# EM Algorithm

In [4]:
EM Algorithm

import matplotlib.pyplot as plt
import numpy as np

# Step 1: Load in data
# Values are space-separated and there are 100 lines in the file:
X = np.loadtxt('/datasets/t1cw-data/binarydigits.txt', dtype=int)
N, D = X.shape # Number of samples and number of variables
S = np.sum(X, axis=0) # Sum of ones per variable

# Step 2: Define the log-Bernoulli PDF
def log_bernoulli_pdf(X, P):
    # X: NxD data, P: KxD Bernoulli parameter matrix
    # Returns NxK log pdf matrix
    # Avoid log(0) by clipping P away from 0/1
    eps = 1e-8
    P = np.clip(P, eps, 1-eps)
    log_p = np.log(P)
    log_1mp = np.log(1-P)
    return (X @ log_p.T) + ((1-X) @ log_1mp.T) # NxK

# Step 3: EM Algorithm with weak symmetric priors
def em_map(X, K, max_iter=1000, tol=1e-4, alpha=1.01, beta=1.01, plot_trace=True, verbose=False): # Default values for alpha and beta are 1.01
    """
    MAP Estimation for a mixture of K multivariate Bernoullis using (alpha, beta) weak symmetric priors.
    alpha: prior for mixture proportions (Dirichlet),
    beta: prior for Bernoulli parameters (Beta for each dimension).
    """
    rng = np.random.default_rng() # Initialize random number generator
    alpha = alpha
    beta = beta
    # Initialize
    pi = np.ones(K) / K # Uniform prior for mixture proportions
    P = rng.uniform(0.25, 0.75, size=(K, D)) # Uniform prior for Bernoulli parameters
    log_trace = [] # Initialize log-trace to store log-posterior values

    for it in range(max_iter): # Iterate over max_iter
        # E-step: responsibilities as before
        log_prob = log_bernoulli_pdf(X, P) + np.log(pi) # Calculate log-posterior
        log_prob_max = np.max(log_prob, axis=1, keepdims=True) # Calculate log-posterior maximum
        prob = np.exp(log_prob - log_prob_max)
        gamma = prob / np.sum(prob, axis=1, keepdims=True) # Calculate responsibilities

        # M-step: Update parameters with priors
        Nk = np.sum(gamma, axis=0) # Effective counts
        N = np.sum(Nk) # Total number of samples
        N = N + 1e-12 # Avoid division by zero
        Nk = Nk + 1e-12 # Avoid division by zero

        # Dirichlet prior on pi: add (alpha-1) "pseudo-counts" to avoid log(0)
        pi = (Nk + (alpha - 1)) / (N + K * (alpha - 1)) # Update mixture proportions

        # Beta prior on Bernoulli parameters: each parameter beta[success, failure] = [beta, beta] to avoid log(0)
        P = (gamma.T @ X + (beta - 1)) / (Nk[:, None] + 2 * (beta - 1)) # Update Bernoulli parameters
        P = np.clip(P, 1e-6, 1-1e-6) # Clip Bernoulli parameters to avoid log(0)
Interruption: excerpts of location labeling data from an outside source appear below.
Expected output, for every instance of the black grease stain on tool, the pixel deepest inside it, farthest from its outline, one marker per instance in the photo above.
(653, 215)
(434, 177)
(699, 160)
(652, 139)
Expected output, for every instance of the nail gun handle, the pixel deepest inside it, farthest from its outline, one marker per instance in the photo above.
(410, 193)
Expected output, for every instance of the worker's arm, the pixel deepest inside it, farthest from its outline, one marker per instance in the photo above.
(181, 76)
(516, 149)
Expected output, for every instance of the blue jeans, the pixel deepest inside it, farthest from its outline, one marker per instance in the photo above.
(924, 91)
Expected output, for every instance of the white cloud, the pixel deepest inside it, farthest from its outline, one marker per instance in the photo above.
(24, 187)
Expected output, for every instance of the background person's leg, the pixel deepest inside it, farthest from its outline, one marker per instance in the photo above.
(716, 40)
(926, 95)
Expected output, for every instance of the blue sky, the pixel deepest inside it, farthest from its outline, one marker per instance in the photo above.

        # Log-posterior tracking
        log_prior_pi = (alpha - 1) * np.sum(np.log(pi+1e-16)) # Add (alpha-1) "pseudo-counts" to avoid log(0)
        log_prior_P = (beta - 1) * np.sum(np.log(P+1e-16) + np.log(1-P+1e-16)) # Add (beta-1) "pseudo-counts" to avoid log(0)
        loglike = np.sum(np.log(np.sum(np.exp(log_bernoulli_pdf(X, P) + np.log(pi)), axis=1))) # Calculate log-likelihood
        log_trace.append(loglike + log_prior_pi + log_prior_P) # Append log-posterior to log-trace
        if it > 1 and np.abs(log_trace[-1] - log_trace[-2]) < tol: # Check if log-posterior has converged
            break # Break if log-posterior has converged
        if verbose:
            print(f"Iter {it}: log-posterior = {log_trace[-1]:.2f}")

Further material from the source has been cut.